A further understanding of the molecular mechanisms governing the repression versus activation of the DNA DSB surveillance/repair apparatus at the telomere could lead to the development of novel cancer therapeutic options. For example, the design of agents that can uncap telomeres while preserving the DNA damage checkpoint response yet neutralize the actual DNA damage repair process would be ideal because they would produce unrepaired DSBs and elicit cell-cycle arrest or apoptosis responses. Lastly, in the near future, agents designed to uncap the telomeres could be used in combination with conventional chemotherapeutic agents that create DSB for cancer treatment, thereby simultaneously targeting these intertwined pathways.


Telomerase

Conventional DNA polymerases operating in the S phase of the cell cycle require an RNA primer for reverse-strand synthesis, resulting in incomplete DNA replication of telomeres during each cell division. The solution to this “end-replication problem” is the telomere-synthesizing telomerase enzyme, a specialized ribonucleoprotein complex with reverse transcriptase activity. The functional telomerase holoenzyme is a large multisubunit complex that includes an essential telomerase RNA (hTERC) component serving as a template for the addition of telomere repeats and a telomerase reverse transcriptase (hTERT) catalytic subunit.14 In some normal human somatic cells, telomerase levels are insufficient to maintain telomere length, resulting in progressive attrition with each cell division.

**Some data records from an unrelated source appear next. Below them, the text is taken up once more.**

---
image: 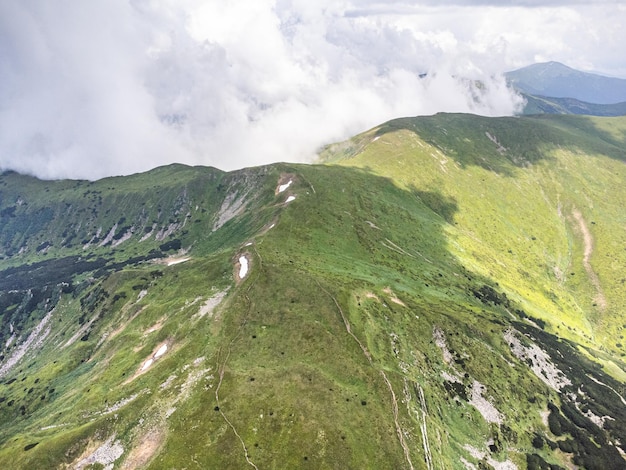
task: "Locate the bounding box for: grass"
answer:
[0,115,626,469]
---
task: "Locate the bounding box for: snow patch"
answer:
[239,255,248,279]
[192,290,227,318]
[167,257,191,266]
[0,309,54,377]
[74,435,124,470]
[278,180,293,193]
[504,328,572,392]
[469,380,503,424]
[462,444,518,470]
[433,327,454,364]
[98,224,117,246]
[154,344,167,359]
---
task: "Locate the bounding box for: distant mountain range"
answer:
[0,114,626,470]
[505,62,626,104]
[505,62,626,116]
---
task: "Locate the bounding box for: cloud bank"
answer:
[0,0,625,179]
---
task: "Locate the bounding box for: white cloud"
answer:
[0,0,626,178]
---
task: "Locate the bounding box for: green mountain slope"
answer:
[0,114,626,469]
[522,93,626,116]
[505,62,626,104]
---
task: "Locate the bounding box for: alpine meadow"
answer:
[0,114,626,470]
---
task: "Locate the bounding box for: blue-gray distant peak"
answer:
[506,62,626,104]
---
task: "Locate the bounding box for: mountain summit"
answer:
[0,114,626,470]
[505,62,626,104]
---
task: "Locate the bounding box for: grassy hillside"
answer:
[0,115,626,469]
[522,94,626,116]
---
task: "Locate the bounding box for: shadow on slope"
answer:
[370,113,626,176]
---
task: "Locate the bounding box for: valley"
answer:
[0,114,626,470]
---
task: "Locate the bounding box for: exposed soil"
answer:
[572,209,607,310]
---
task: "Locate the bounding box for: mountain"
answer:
[522,93,626,116]
[0,114,626,470]
[505,62,626,104]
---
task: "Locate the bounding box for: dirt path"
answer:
[572,208,607,310]
[315,279,415,470]
[215,258,259,470]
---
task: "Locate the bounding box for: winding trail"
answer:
[572,208,607,310]
[315,279,415,470]
[215,255,259,470]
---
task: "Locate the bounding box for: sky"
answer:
[0,0,626,179]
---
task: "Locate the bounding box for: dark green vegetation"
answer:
[505,62,626,104]
[524,94,626,116]
[505,62,626,116]
[0,115,626,469]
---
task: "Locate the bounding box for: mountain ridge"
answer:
[505,62,626,105]
[0,114,626,469]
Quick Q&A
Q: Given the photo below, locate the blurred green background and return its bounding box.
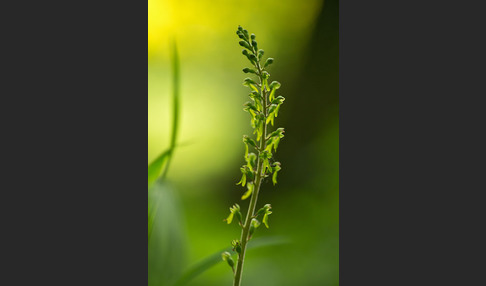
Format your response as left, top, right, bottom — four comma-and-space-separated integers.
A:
148, 0, 339, 286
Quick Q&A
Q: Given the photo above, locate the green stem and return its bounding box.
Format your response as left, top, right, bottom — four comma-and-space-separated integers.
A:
162, 40, 180, 179
233, 55, 267, 286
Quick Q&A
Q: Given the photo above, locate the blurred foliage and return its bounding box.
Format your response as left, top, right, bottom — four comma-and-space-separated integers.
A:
148, 0, 339, 286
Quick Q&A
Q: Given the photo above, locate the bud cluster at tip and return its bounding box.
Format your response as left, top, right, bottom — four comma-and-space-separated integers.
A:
223, 26, 285, 281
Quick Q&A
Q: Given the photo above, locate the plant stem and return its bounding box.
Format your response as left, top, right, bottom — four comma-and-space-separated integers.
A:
233, 58, 267, 286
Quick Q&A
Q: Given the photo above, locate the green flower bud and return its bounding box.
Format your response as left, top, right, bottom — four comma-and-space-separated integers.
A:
238, 41, 251, 50
258, 49, 265, 60
250, 218, 260, 238
236, 31, 247, 40
242, 29, 250, 39
243, 135, 258, 148
263, 58, 273, 68
255, 204, 272, 217
272, 95, 285, 105
248, 54, 257, 63
262, 211, 272, 228
243, 68, 256, 74
270, 81, 281, 89
241, 183, 255, 200
225, 204, 242, 224
231, 239, 241, 254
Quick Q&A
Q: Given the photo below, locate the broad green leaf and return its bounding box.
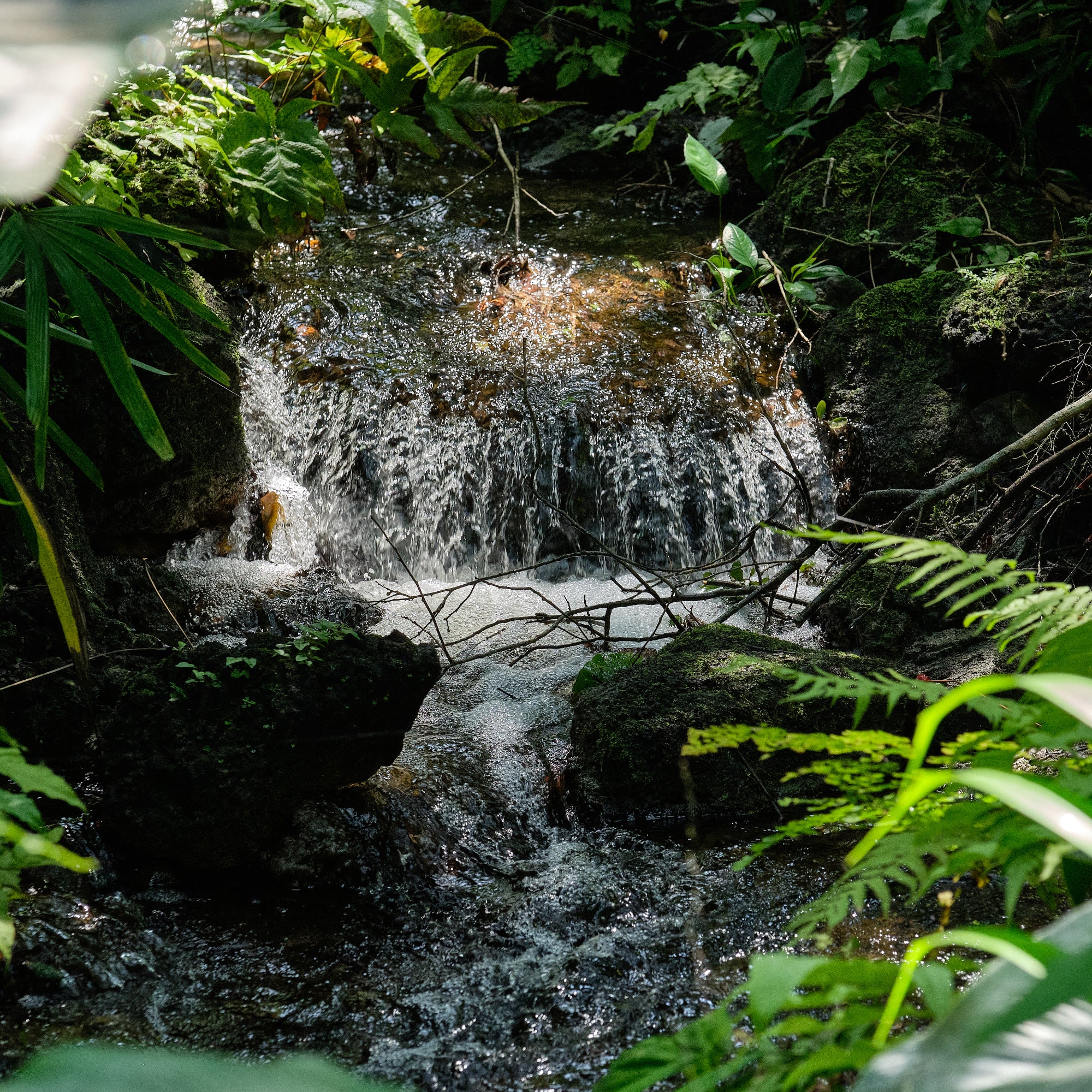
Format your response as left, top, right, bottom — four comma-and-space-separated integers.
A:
891, 0, 948, 41
428, 46, 494, 98
249, 87, 276, 130
47, 239, 175, 460
414, 7, 505, 49
827, 38, 880, 107
762, 46, 805, 114
443, 76, 578, 131
340, 0, 428, 67
933, 216, 982, 239
914, 963, 956, 1018
0, 747, 87, 811
0, 790, 48, 834
721, 224, 758, 270
682, 134, 732, 197
747, 952, 828, 1032
8, 1044, 396, 1092
425, 91, 477, 150
0, 460, 87, 681
782, 281, 819, 304
371, 111, 440, 159
219, 106, 273, 155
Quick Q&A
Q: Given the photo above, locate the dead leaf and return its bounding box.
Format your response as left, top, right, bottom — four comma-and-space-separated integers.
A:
258, 489, 285, 543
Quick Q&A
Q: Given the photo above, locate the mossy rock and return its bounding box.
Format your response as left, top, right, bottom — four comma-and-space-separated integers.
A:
815, 565, 953, 657
811, 265, 1092, 500
572, 626, 912, 818
97, 629, 440, 868
755, 114, 1057, 283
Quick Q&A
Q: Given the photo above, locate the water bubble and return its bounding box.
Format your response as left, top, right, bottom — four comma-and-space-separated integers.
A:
126, 34, 167, 68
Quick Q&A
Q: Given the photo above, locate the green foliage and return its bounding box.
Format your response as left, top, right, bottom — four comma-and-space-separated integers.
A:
0, 204, 227, 486
806, 531, 1092, 667
572, 652, 641, 696
598, 533, 1092, 1092
0, 728, 98, 960
272, 618, 360, 674
4, 1045, 391, 1092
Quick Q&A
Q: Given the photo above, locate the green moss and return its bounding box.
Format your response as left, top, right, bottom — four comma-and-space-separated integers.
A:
816, 565, 950, 655
757, 114, 1053, 282
126, 155, 227, 226
572, 626, 910, 815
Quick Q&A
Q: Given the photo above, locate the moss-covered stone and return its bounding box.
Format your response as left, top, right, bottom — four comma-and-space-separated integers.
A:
97, 630, 440, 868
572, 626, 911, 816
816, 565, 950, 658
811, 265, 1092, 501
755, 114, 1057, 283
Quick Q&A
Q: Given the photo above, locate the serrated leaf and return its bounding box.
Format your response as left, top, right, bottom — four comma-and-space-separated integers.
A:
762, 46, 805, 114
682, 134, 732, 197
827, 38, 880, 107
891, 0, 948, 41
721, 224, 759, 270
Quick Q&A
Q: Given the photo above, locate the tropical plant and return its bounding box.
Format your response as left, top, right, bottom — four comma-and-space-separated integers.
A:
0, 728, 98, 960
597, 0, 1092, 189
598, 531, 1092, 1092
572, 651, 641, 696
688, 219, 844, 320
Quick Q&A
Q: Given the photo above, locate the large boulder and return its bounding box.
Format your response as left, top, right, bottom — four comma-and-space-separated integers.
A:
752, 114, 1073, 284
572, 626, 913, 818
805, 265, 1092, 505
97, 624, 440, 868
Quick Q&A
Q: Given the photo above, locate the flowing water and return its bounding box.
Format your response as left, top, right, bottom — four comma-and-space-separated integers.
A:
0, 150, 838, 1090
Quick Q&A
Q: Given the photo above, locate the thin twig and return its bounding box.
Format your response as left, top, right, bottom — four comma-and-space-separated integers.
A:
142, 557, 193, 649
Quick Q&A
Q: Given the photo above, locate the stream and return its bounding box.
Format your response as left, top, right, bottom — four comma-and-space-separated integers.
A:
0, 150, 840, 1090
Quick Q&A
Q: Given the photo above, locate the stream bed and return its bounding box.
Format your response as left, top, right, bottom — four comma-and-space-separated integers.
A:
0, 150, 842, 1090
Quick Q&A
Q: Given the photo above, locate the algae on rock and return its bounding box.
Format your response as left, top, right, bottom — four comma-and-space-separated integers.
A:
753, 114, 1055, 283
572, 625, 912, 817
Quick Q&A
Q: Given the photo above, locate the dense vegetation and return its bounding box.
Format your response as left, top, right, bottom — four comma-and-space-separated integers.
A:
0, 0, 1092, 1092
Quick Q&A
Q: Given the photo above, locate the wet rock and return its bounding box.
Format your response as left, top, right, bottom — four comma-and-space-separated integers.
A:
51, 265, 250, 557
753, 114, 1058, 283
811, 266, 1092, 505
572, 626, 912, 817
816, 565, 952, 655
98, 626, 440, 868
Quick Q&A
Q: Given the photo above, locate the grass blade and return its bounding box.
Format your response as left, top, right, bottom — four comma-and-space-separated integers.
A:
0, 365, 104, 489
61, 237, 232, 387
54, 226, 230, 331
0, 210, 24, 276
46, 247, 175, 460
0, 459, 90, 684
0, 300, 175, 376
22, 222, 49, 489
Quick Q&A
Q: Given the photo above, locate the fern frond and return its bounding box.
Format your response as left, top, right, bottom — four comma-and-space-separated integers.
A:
779, 669, 948, 727
800, 527, 1092, 668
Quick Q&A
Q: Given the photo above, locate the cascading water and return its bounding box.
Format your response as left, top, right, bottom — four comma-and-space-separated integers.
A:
0, 158, 836, 1090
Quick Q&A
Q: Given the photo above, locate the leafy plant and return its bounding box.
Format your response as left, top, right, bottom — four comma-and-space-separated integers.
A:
4, 1044, 391, 1092
572, 652, 641, 696
0, 728, 98, 960
600, 532, 1092, 1092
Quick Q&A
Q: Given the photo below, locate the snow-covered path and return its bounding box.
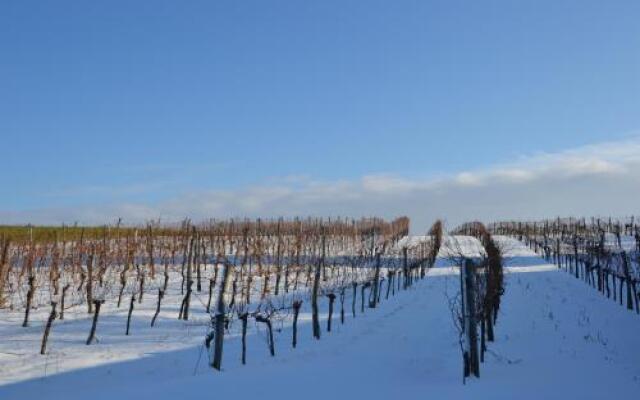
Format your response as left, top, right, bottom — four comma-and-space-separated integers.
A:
0, 238, 640, 400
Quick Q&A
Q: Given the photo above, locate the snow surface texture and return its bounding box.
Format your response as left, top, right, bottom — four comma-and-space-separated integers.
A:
0, 237, 640, 400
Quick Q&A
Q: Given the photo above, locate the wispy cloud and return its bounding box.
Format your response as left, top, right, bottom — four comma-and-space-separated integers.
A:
0, 138, 640, 232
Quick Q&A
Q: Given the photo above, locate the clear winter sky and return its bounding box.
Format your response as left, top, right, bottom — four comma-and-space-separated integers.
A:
0, 0, 640, 231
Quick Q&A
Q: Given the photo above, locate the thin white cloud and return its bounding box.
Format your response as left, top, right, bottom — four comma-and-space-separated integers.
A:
0, 138, 640, 232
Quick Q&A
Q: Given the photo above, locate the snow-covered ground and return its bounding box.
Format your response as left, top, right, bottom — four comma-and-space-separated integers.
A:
0, 237, 640, 400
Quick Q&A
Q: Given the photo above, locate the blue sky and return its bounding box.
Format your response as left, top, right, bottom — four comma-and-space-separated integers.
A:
0, 0, 640, 228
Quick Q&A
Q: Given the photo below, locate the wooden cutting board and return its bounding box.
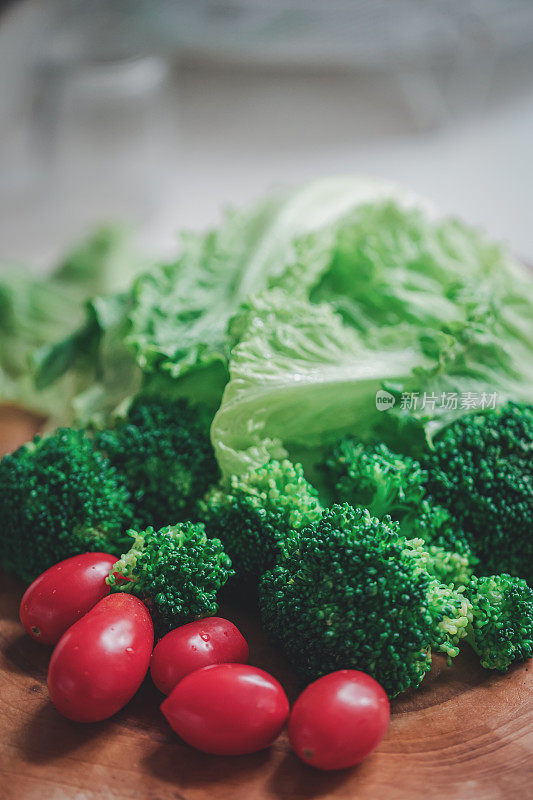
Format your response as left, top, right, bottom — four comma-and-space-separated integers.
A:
0, 409, 533, 800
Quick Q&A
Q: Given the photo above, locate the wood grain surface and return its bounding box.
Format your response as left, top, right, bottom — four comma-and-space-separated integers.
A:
0, 409, 533, 800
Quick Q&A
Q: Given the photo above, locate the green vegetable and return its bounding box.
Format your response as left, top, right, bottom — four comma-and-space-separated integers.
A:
95, 397, 219, 528
211, 290, 416, 479
0, 428, 132, 582
200, 461, 322, 588
466, 575, 533, 672
426, 403, 533, 582
321, 436, 477, 584
34, 183, 533, 444
31, 182, 424, 432
0, 227, 140, 423
259, 504, 470, 696
107, 522, 233, 632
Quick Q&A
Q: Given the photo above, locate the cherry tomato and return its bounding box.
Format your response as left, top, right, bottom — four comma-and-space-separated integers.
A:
20, 553, 117, 644
48, 594, 154, 722
150, 617, 248, 694
289, 669, 390, 769
161, 664, 289, 756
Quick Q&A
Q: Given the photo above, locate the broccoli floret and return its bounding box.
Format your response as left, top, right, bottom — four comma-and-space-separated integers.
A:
425, 403, 533, 583
200, 460, 322, 587
465, 575, 533, 672
259, 504, 469, 696
322, 436, 427, 520
96, 397, 219, 528
107, 522, 233, 633
0, 428, 132, 581
321, 436, 477, 585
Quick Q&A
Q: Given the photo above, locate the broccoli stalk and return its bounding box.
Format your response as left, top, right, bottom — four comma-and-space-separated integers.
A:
0, 428, 133, 582
465, 574, 533, 672
425, 403, 533, 584
200, 461, 322, 588
95, 396, 219, 528
259, 504, 471, 696
107, 522, 233, 632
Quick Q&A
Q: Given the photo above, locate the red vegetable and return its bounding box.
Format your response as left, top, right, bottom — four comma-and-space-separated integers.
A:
20, 553, 117, 644
289, 669, 390, 770
161, 664, 289, 756
48, 594, 154, 722
150, 617, 248, 694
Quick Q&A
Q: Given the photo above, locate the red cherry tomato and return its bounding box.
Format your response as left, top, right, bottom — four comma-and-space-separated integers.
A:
150, 617, 248, 694
20, 553, 117, 644
161, 664, 289, 756
289, 669, 390, 769
48, 594, 154, 722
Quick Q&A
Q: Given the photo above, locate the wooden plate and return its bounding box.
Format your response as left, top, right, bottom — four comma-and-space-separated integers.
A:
0, 409, 533, 800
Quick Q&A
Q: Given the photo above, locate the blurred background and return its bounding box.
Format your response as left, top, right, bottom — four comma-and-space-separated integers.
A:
0, 0, 533, 268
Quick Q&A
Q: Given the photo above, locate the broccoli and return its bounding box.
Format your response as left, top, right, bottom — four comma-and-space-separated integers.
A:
107, 522, 233, 633
465, 574, 533, 672
200, 460, 322, 588
321, 436, 477, 584
321, 436, 427, 520
425, 403, 533, 583
95, 397, 219, 528
259, 504, 470, 696
0, 428, 132, 582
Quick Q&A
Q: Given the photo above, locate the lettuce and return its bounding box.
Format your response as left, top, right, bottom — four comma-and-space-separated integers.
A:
0, 227, 142, 422
212, 202, 533, 476
30, 178, 533, 450
211, 289, 420, 477
128, 177, 420, 378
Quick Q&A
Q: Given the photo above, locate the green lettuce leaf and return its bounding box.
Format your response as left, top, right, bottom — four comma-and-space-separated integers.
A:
0, 226, 143, 422
211, 289, 420, 477
128, 177, 418, 377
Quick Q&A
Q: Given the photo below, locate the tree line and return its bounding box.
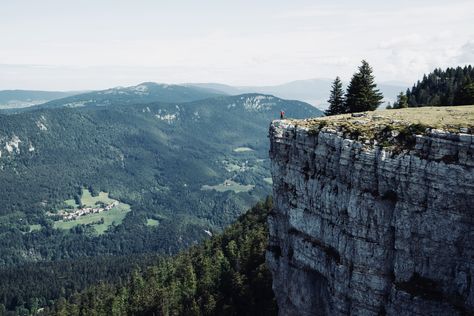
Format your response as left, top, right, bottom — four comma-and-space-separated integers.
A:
387, 65, 474, 109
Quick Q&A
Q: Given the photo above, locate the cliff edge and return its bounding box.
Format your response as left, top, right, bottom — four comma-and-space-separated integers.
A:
266, 106, 474, 315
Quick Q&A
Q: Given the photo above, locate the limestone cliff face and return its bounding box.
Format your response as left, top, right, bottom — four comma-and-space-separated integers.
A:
267, 121, 474, 315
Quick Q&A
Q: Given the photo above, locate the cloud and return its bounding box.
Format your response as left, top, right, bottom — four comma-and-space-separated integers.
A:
455, 40, 474, 65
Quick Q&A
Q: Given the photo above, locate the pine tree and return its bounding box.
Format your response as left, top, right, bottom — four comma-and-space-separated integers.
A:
393, 92, 408, 109
324, 77, 346, 115
345, 60, 383, 113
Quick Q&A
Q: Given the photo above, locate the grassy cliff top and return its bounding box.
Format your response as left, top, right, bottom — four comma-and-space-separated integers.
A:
283, 105, 474, 151
291, 105, 474, 134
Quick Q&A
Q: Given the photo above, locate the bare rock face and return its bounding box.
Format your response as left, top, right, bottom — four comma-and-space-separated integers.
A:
267, 121, 474, 315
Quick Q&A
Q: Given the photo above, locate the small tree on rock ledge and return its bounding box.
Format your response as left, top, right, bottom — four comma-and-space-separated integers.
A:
324, 77, 346, 115
345, 60, 383, 113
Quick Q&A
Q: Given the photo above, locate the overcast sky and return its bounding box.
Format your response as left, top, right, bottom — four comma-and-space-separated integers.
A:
0, 0, 474, 90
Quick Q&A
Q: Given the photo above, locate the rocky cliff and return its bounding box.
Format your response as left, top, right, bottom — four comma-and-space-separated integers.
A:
267, 107, 474, 315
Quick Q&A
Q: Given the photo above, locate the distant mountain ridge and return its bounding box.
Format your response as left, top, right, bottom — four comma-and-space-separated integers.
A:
30, 82, 224, 108
0, 90, 83, 110
186, 79, 408, 109
0, 88, 322, 266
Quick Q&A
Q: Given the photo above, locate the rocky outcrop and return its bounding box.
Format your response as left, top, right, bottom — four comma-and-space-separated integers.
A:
267, 120, 474, 315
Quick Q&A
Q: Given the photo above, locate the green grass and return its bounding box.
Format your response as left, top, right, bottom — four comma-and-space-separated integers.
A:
146, 218, 160, 227
52, 188, 130, 235
54, 203, 130, 235
296, 105, 474, 136
30, 224, 42, 233
263, 178, 273, 184
234, 147, 253, 153
201, 180, 255, 193
64, 199, 79, 208
81, 189, 115, 207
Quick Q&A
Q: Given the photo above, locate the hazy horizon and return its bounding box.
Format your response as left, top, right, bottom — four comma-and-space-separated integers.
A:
0, 0, 474, 91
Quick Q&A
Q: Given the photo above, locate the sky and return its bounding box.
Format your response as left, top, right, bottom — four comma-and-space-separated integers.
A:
0, 0, 474, 90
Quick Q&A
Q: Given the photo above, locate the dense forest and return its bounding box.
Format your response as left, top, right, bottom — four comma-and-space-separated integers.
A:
393, 65, 474, 109
0, 90, 320, 314
0, 198, 277, 316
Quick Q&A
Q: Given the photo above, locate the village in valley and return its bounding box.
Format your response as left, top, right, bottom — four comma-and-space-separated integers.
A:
42, 188, 130, 235
50, 201, 120, 221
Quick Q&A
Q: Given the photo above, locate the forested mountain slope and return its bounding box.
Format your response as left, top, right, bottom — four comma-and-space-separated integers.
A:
47, 198, 277, 316
0, 94, 320, 266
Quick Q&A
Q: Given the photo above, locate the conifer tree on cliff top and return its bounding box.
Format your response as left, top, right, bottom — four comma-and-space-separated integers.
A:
345, 60, 383, 113
324, 77, 346, 115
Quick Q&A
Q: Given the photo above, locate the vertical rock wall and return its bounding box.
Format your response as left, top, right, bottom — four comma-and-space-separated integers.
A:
267, 121, 474, 315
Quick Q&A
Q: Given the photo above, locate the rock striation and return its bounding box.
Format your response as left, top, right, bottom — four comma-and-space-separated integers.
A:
267, 120, 474, 315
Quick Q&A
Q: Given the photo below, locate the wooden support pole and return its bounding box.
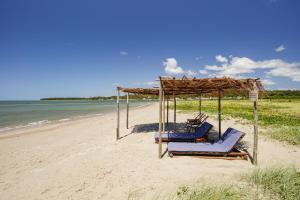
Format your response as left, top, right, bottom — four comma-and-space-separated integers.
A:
126, 93, 129, 129
162, 91, 166, 133
173, 91, 176, 132
167, 96, 169, 126
218, 90, 222, 139
116, 88, 120, 140
199, 92, 202, 114
253, 101, 258, 165
158, 77, 162, 159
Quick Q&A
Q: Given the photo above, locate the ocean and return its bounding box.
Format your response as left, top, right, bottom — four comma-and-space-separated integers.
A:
0, 100, 150, 133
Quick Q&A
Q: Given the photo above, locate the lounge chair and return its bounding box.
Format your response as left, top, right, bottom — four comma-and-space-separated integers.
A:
186, 114, 208, 133
155, 122, 213, 143
168, 128, 248, 159
186, 113, 205, 124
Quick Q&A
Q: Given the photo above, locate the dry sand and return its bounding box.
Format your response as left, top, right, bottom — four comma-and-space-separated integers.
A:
0, 104, 300, 200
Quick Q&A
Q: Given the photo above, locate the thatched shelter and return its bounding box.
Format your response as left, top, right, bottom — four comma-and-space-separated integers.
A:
117, 76, 263, 164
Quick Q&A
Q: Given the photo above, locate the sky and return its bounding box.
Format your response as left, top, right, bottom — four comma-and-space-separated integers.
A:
0, 0, 300, 100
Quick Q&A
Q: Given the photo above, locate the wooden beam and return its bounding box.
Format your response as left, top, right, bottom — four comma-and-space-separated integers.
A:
162, 91, 166, 133
126, 93, 129, 129
173, 92, 176, 132
253, 101, 258, 165
218, 90, 222, 139
167, 96, 169, 126
199, 92, 202, 114
116, 88, 120, 140
158, 77, 162, 159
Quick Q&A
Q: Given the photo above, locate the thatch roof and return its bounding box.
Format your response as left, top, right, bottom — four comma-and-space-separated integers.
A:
118, 77, 263, 95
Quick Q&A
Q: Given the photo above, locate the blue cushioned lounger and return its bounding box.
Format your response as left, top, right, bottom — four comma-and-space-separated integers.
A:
155, 122, 213, 142
168, 128, 245, 155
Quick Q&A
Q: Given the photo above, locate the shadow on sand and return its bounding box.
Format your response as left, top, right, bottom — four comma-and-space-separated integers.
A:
131, 123, 186, 133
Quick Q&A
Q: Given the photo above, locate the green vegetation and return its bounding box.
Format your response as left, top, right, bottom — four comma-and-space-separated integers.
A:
171, 167, 300, 200
173, 99, 300, 144
175, 185, 242, 200
243, 167, 300, 200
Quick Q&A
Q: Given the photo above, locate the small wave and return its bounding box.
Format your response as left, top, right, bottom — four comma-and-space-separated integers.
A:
25, 120, 50, 126
0, 127, 13, 132
58, 118, 70, 122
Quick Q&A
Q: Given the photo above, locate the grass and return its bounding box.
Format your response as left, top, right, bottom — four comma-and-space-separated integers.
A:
173, 99, 300, 145
175, 185, 242, 200
243, 167, 300, 200
166, 167, 300, 200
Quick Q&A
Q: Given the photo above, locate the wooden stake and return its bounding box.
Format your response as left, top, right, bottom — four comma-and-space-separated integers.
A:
218, 90, 222, 139
199, 92, 202, 114
162, 91, 166, 133
253, 101, 258, 165
116, 88, 120, 140
167, 96, 169, 126
126, 93, 129, 129
173, 91, 176, 132
158, 77, 162, 159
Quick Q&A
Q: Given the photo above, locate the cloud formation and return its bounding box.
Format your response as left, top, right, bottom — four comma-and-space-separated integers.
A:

This forms the basis for the theory that the metered loss of telomeres can serve as a cellular mitotic clock that ultimately limits the number of cell divisions and cellular lifespan. In support of this view, shortening of telomere length with aging can be demonstrated in human peripheral blood cells,15,16,17 and the rate of shortening can be associated with conditions of increased hematopoietic stem cell turnover (e.g., in paroxysmal nocturnal hemoglobinuria).18

Many normal somatic human cells and differentiated tissues express readily detectable levels of the hTERC component. In contrast, hTERT expression and activity are more restricted because of stringent regulation on the levels of transcriptional initiation, alternative RNA processing, posttranslational modification, and subcellular localization. With the identification of an increasing number of TERT-associated proteins, it is likely that additional regulatory mechanisms will surface, such as those governing the accessibility of the telomerase holoenzyme onto the telomere end.19 Here again, a more complete elucidation of these regulatory mechanisms may provide additional therapeutic strategies that can preferentially target telomerase-mediated telomere maintenance in cancer cells. Indeed, the development of such selective strategies may become paramount and more challenging as recent studies have revealed low telomerase levels in cycling somatic human cells that were previously thought to have no telomerase activity.20 Eradication of residual telomerase function in these primary cells alters the maintenance of the 3′ single-strand telomeric overhang without changing the rate of overall telomere shortening, resulting in diminished proliferation rates and overall reduction in proliferative capacity. These studies support an additional protective function of telomerase at the telomeres21 and raise concerns that generalized antitelomerase therapy could lead to the immediate uncapping of telomeres in normal cells, thus limiting the use of antitelomerase therapy in cancer patients.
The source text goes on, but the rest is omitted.